Because all launchers were located well behind the lines, none were captured until the last days of the war on the Western Front. Because the early Hotchkiss weapon was not designed for anti-aircraft use, it did not have purpose-designed ammunition, but the flares were thought to be dangerous to doped-fabric covered aircraft. It appears that the design of specialist ammunition took place in tandem with design of higher velocity automatic anti-aircraft weapons; which may explain why the standard heavy automatic AA gun used by the Germans in World War II was of 37 mm caliber.
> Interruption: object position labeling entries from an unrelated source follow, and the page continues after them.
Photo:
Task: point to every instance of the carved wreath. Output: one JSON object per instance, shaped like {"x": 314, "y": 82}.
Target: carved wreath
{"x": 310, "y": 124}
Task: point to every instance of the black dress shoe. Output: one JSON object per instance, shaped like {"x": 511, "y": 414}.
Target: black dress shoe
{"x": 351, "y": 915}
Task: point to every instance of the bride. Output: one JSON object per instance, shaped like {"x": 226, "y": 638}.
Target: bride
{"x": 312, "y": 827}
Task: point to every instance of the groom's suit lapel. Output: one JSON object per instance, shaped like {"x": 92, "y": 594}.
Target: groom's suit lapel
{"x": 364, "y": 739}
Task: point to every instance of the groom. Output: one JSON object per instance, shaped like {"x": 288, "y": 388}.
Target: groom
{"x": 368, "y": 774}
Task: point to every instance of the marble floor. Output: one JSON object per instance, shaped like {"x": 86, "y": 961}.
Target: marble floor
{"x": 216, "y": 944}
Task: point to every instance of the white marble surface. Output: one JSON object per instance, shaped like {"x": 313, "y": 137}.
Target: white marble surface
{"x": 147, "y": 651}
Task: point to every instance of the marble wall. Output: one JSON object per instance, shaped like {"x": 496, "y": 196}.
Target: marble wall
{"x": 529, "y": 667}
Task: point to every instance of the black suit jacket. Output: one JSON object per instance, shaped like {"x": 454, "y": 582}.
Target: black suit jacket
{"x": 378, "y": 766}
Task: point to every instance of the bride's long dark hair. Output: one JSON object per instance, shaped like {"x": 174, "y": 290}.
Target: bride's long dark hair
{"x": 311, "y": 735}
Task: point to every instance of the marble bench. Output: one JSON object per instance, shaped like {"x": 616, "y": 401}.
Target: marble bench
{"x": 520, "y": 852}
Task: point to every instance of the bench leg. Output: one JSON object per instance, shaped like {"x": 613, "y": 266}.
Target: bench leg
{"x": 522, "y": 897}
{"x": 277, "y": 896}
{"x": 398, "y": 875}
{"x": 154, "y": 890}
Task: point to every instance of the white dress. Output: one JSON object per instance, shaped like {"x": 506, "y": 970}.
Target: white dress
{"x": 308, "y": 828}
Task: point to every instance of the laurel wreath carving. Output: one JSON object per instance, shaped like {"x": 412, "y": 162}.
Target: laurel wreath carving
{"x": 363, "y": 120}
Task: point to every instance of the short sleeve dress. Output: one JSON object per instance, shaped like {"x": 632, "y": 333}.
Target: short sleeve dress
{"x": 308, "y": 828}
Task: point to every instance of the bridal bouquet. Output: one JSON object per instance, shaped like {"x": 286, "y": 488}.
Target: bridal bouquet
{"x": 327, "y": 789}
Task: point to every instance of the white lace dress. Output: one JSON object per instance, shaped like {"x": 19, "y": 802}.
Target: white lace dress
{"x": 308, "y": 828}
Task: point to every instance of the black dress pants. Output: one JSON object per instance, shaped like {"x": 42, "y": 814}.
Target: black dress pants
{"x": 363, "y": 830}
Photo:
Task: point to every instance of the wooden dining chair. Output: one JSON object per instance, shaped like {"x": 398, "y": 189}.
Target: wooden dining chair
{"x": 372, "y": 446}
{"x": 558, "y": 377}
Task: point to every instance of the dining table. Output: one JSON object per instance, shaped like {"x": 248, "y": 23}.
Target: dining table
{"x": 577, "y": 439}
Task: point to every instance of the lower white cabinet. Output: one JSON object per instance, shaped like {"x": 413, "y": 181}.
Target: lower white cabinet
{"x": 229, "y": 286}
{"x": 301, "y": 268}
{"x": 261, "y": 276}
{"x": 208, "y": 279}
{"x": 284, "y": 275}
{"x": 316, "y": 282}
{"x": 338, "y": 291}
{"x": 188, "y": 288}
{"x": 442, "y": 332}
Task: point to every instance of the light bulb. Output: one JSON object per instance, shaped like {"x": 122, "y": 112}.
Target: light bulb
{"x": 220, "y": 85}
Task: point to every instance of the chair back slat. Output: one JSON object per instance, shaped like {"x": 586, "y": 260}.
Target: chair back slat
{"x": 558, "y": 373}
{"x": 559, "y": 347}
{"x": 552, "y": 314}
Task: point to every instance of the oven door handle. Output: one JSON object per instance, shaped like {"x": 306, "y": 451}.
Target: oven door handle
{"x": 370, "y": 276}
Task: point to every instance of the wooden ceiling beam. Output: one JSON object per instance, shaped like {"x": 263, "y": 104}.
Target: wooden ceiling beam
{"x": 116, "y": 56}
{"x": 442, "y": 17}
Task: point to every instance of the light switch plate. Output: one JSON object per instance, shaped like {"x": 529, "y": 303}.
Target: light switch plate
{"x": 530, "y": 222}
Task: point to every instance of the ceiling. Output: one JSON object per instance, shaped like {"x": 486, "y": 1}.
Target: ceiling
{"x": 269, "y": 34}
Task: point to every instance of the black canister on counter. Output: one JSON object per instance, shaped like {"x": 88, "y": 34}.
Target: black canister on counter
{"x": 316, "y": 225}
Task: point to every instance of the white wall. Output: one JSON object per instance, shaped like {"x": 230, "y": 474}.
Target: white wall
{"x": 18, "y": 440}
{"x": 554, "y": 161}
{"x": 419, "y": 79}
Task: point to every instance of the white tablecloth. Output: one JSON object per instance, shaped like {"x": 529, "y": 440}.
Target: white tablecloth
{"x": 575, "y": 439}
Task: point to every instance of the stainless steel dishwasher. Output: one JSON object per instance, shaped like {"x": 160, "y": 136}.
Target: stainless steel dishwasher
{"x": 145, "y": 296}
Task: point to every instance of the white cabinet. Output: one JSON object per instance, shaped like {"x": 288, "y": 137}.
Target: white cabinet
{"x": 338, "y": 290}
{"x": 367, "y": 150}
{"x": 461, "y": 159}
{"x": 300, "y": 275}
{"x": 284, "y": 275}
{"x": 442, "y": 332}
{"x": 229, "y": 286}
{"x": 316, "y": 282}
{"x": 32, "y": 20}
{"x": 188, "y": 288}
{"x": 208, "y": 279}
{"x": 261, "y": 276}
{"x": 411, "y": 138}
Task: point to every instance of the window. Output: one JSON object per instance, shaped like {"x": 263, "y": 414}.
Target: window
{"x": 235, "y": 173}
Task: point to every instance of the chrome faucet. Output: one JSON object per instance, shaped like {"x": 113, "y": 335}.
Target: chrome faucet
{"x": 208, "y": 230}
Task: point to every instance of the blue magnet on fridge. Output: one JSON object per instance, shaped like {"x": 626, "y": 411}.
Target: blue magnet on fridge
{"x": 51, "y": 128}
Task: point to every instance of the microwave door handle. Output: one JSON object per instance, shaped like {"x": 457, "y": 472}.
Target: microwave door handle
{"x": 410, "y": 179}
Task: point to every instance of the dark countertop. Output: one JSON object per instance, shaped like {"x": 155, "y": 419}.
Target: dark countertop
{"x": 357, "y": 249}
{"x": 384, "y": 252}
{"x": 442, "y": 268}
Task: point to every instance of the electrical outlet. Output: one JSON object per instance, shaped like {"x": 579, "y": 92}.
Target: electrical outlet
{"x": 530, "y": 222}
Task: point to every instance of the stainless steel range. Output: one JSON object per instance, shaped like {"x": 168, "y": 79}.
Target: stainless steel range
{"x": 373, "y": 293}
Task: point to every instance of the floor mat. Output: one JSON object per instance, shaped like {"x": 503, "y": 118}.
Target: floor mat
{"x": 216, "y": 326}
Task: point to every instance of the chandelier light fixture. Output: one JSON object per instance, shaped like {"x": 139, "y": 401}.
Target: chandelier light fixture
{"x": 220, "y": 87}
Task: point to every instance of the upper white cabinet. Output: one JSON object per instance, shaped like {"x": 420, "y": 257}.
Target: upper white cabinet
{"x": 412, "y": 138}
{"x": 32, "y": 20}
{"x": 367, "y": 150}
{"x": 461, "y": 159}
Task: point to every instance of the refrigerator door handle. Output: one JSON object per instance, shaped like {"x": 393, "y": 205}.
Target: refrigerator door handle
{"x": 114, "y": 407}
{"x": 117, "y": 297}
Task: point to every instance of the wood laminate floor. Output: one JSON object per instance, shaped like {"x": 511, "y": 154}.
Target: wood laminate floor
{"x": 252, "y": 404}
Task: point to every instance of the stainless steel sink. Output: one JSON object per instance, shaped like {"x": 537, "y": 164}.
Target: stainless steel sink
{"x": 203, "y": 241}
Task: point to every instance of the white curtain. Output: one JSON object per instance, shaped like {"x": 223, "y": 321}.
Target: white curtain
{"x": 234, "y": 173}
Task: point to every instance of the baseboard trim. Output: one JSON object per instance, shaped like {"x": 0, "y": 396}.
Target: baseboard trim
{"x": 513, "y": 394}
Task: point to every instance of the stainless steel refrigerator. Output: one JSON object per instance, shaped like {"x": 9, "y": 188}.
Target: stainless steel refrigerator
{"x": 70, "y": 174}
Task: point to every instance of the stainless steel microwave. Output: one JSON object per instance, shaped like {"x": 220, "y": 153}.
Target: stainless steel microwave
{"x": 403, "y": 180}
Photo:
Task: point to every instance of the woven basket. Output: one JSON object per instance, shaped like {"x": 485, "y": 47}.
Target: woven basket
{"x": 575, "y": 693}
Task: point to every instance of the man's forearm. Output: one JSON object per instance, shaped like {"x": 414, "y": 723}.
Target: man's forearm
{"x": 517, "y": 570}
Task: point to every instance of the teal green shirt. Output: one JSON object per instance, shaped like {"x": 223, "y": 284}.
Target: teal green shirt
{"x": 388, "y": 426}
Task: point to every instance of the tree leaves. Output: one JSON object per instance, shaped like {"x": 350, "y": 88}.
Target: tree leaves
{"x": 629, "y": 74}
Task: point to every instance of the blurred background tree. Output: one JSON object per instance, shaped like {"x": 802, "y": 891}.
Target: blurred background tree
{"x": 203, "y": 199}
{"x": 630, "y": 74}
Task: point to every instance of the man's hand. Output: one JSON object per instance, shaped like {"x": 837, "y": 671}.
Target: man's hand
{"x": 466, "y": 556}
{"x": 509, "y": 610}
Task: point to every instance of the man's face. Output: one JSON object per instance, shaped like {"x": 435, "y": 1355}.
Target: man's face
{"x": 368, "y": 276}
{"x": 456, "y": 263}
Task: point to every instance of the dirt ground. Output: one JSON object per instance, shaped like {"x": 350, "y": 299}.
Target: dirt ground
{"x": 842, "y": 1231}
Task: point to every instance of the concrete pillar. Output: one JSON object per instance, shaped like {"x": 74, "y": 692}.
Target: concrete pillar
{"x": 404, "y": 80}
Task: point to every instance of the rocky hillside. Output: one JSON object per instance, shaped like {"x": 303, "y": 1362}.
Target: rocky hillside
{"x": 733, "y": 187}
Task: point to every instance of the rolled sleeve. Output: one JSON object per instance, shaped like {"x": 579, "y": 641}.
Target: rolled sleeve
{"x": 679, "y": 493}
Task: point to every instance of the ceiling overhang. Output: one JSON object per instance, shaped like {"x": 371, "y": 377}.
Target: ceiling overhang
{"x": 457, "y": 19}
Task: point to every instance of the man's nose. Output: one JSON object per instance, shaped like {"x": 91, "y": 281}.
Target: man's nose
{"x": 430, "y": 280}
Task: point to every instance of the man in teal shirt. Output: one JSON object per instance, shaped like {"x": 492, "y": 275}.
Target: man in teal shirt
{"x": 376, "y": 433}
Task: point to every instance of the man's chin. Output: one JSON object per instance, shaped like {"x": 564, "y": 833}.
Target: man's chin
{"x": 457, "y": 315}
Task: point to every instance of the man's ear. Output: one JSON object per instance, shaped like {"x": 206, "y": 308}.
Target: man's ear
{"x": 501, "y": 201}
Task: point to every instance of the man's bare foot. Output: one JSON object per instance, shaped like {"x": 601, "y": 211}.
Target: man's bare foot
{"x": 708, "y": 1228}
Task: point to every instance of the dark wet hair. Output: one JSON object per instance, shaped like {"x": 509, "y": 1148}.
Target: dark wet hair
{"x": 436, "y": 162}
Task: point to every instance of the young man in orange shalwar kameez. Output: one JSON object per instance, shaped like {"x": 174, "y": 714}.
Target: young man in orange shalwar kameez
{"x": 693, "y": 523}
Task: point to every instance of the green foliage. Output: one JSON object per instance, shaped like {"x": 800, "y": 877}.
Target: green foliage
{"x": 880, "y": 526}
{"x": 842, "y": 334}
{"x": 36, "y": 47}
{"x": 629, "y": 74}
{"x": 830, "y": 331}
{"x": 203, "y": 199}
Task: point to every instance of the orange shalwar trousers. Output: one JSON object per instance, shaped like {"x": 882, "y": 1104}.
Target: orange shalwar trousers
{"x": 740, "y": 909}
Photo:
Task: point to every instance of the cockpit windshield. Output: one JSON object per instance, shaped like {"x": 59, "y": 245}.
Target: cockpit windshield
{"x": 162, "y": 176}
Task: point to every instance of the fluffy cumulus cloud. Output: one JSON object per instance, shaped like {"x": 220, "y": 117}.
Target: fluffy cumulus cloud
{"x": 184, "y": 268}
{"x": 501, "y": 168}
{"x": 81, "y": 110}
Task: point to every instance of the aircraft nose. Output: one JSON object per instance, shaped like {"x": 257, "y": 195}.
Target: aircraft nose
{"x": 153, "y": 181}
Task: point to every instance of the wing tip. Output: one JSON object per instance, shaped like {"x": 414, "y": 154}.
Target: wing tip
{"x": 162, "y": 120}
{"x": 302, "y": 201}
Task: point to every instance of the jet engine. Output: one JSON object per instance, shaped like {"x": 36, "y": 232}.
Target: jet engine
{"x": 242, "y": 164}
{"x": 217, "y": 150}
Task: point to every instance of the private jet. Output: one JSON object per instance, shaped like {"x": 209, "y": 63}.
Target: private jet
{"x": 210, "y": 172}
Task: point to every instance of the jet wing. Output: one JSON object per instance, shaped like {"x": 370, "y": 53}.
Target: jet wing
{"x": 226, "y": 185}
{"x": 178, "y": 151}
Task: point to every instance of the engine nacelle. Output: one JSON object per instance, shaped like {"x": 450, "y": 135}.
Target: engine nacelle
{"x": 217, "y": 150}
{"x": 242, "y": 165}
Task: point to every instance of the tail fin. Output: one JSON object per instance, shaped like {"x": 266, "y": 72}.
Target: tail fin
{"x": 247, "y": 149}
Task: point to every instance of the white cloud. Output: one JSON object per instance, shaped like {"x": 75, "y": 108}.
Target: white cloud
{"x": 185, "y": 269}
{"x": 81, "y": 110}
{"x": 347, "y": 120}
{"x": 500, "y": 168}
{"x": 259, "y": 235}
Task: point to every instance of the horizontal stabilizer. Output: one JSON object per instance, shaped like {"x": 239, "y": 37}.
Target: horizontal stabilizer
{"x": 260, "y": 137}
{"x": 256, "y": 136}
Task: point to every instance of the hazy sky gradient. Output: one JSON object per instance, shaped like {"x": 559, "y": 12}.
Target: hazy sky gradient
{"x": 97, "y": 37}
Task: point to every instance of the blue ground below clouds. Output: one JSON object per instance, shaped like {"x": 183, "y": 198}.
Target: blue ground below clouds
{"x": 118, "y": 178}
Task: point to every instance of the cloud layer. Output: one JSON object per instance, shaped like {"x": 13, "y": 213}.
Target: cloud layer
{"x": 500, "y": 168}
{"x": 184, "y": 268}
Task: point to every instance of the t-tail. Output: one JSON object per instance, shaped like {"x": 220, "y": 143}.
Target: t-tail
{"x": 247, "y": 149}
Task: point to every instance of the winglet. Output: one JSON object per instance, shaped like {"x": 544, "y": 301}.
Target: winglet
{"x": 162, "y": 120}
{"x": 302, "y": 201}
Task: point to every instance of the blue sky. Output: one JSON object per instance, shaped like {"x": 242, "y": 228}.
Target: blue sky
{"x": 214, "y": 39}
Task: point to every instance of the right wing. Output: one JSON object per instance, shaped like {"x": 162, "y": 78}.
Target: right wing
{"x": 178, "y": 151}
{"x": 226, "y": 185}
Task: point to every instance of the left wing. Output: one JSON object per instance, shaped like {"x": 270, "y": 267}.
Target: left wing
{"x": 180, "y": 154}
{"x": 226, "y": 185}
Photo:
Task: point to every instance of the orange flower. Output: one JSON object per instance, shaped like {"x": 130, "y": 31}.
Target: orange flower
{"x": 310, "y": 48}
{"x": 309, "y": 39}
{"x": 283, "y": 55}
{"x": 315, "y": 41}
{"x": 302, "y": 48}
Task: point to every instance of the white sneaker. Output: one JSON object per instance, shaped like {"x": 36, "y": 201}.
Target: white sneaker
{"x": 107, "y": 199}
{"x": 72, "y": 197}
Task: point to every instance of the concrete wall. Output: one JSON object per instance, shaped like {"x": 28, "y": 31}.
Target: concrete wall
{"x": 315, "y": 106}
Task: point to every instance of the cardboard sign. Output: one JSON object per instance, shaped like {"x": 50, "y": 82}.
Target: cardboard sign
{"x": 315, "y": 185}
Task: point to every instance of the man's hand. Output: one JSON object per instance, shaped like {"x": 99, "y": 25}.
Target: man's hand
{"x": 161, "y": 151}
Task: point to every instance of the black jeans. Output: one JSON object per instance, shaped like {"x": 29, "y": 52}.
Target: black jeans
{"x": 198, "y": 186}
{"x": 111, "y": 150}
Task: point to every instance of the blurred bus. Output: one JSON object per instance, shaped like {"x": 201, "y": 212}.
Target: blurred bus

The name "flaming onion" was also used for a number of unrelated military topics. One of these was the mythical German device that exploded in such a way that it resembled a bomber being hit, although these also went by a variety of other names, including "scarecrows". It also included a napalm rocket used by the RAAF during the Korean War, It is also the nickname of a military insigne that depicts an old-fashioned grenade with a lit fuse. The device is in various armies; examples include The Canadian Grenadier Guards, The Princess Louise Fusiliers, the British Royal Engineers and Royal Artillery (displayed on their "collar dogs"), and the U.S. Army's ordnance departments.